DERAEDT, Lettres, vol.8 , p. 395

31 may 1870 Rome DU_LAC Melchior

L’hérésie commence.

Informations générales
  • DR08_395
  • 4062
  • DERAEDT, Lettres, vol.8 , p. 395
  • Orig.ms. ACR, AN 238; D'A., T.D.39, pp.184-186.
Informations détaillées
  • 1 ACTES PONTIFICAUX
    1 ADVERSAIRES
    1 CALOMNIE
    1 COMPORTEMENT
    1 CONCILE DU VATICAN
    1 CRITIQUES
    1 DOGME
    1 ERREUR
    1 EVEQUE
    1 FIDELES
    1 FOI
    1 GRAVITE
    1 HERESIE
    1 INFAILLIBILITE PONTIFICALE
    1 LIVRES
    1 MANQUE DE FOI
    1 MENSONGE
    1 POLEMIQUE
    1 PRESSE
    1 PUBLICATIONS
    1 THEOLOGIE
    1 THOMAS D'AQUIN
    1 VERTU D'OBEISSANCE
    2 JANSENIUS
    2 MARET, HENRI
  • M. DU LAC, rédacteur de l'Univers
  • DU_LAC Melchior
  • Rome, 31 mai [18]70.
  • 31 may 1870
  • Rome
La lettre

Mon cher ami,

Permettez-moi de rompre un silence bien long déjà. Je crois devoir remplir un devoir en vous priant de répéter dans les colonnes de l’Univers un cri qui, à Rome, s’échappe de toutes les consciences catholiques, un cri qui déchire le coeur de ceux qui le profèrent, mais qu’il faut bien, malgré soi, prononcer: l’hérésie commence.
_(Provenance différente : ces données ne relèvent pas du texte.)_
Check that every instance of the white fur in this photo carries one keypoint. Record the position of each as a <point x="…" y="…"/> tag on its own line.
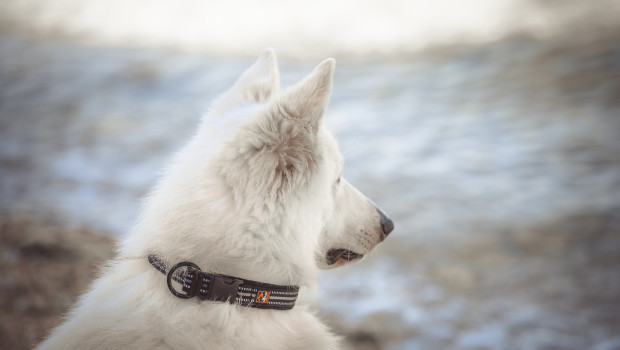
<point x="257" y="193"/>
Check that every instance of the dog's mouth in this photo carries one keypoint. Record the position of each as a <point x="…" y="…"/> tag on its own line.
<point x="341" y="255"/>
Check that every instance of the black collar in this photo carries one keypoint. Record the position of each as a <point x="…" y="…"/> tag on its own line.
<point x="216" y="287"/>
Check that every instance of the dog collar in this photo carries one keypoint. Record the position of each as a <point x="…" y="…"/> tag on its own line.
<point x="216" y="287"/>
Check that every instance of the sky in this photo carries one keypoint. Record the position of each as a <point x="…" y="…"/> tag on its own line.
<point x="301" y="29"/>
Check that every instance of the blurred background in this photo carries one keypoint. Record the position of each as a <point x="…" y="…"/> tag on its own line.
<point x="488" y="130"/>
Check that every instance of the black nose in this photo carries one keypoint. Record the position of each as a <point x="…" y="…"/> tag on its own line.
<point x="386" y="224"/>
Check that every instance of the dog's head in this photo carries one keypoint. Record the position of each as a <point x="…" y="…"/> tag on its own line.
<point x="285" y="169"/>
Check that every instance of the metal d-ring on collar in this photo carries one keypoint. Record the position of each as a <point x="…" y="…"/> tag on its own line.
<point x="194" y="269"/>
<point x="216" y="287"/>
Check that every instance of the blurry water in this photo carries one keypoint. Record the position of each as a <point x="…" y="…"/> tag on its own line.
<point x="470" y="152"/>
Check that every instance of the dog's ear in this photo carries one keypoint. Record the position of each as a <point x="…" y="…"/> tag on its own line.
<point x="279" y="146"/>
<point x="307" y="100"/>
<point x="257" y="84"/>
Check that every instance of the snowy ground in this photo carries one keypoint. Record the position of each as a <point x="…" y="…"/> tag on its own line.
<point x="500" y="165"/>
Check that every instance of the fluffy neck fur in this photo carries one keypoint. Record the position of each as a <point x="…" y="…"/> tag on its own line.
<point x="192" y="209"/>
L’hérésie commence, et le meilleur moyen de l’étouffer au plus tôt, c’est de signaler son apparition. L’hérésie commence, à en juger par le ton de certaines correspondances, où le concile est traité avec la même désinvolture qu’une assemblée politique. Ces correspondants ont-ils la foi? On peut en douter. L’hérésie commence dans les brochures répandues à profusion, et l’on sait d’où. L’hérésie commence, si certaines lettres ou certains propos attribués par les journaux qui n’ont pas été démentis sont bien des Pères du concile à qui on les prête, et si leurs discours ont été, dans le concile même, ce qu’affirment certains admirateurs, bien coupables s’ils sont exacts dans leur admiration, non moins coupables s’ils manquent d’exactitude dans leurs calomnieux éloges.
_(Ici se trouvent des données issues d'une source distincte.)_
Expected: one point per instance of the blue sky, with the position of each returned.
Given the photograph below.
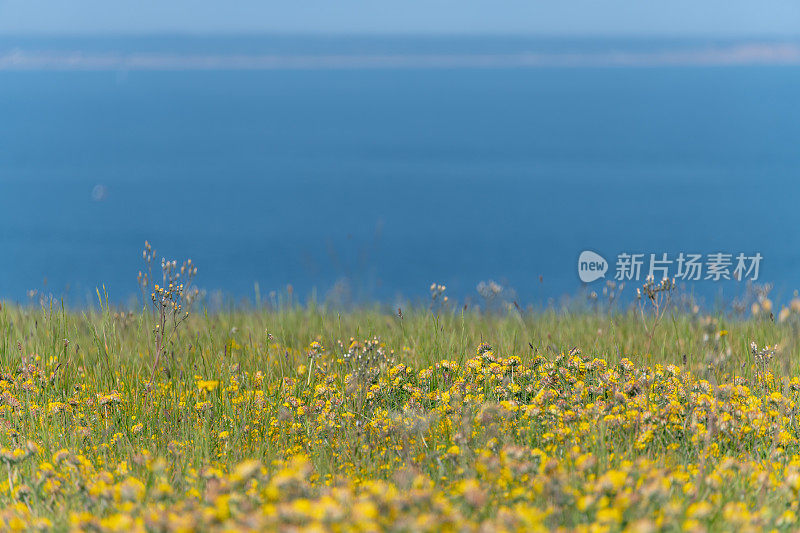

L’hérésie commence dans un autre sens. Tout le monde est ici convaincu qu’au point où en sont les choses, il faut une solution. Les agitations de la minorité ne l’empêcheront pas. Il y aura donc une définition. La contradiction de la vérité définie sera l’hérésie. Et qu’on ne dise pas que l’on fait un dogme nouveau. On proclamera la vérité plus explicitement devant une nouvelle erreur, parce que, dit saint Thomas, beaucoup de propositions sont aujourd’hui reconnues hérétiques, qui auparavant n’étaient pas reconnues pour telles, parce qu’on en saisit beaucoup mieux certaines conséquences non apparentes jusque-là. Multa nunc reputantur haeretica, quae prius non reputabantur propter hoc quod nunc magis est manifestum quid ex eis sequatur. (Sum. th., 1a, Q. 33, art. 4).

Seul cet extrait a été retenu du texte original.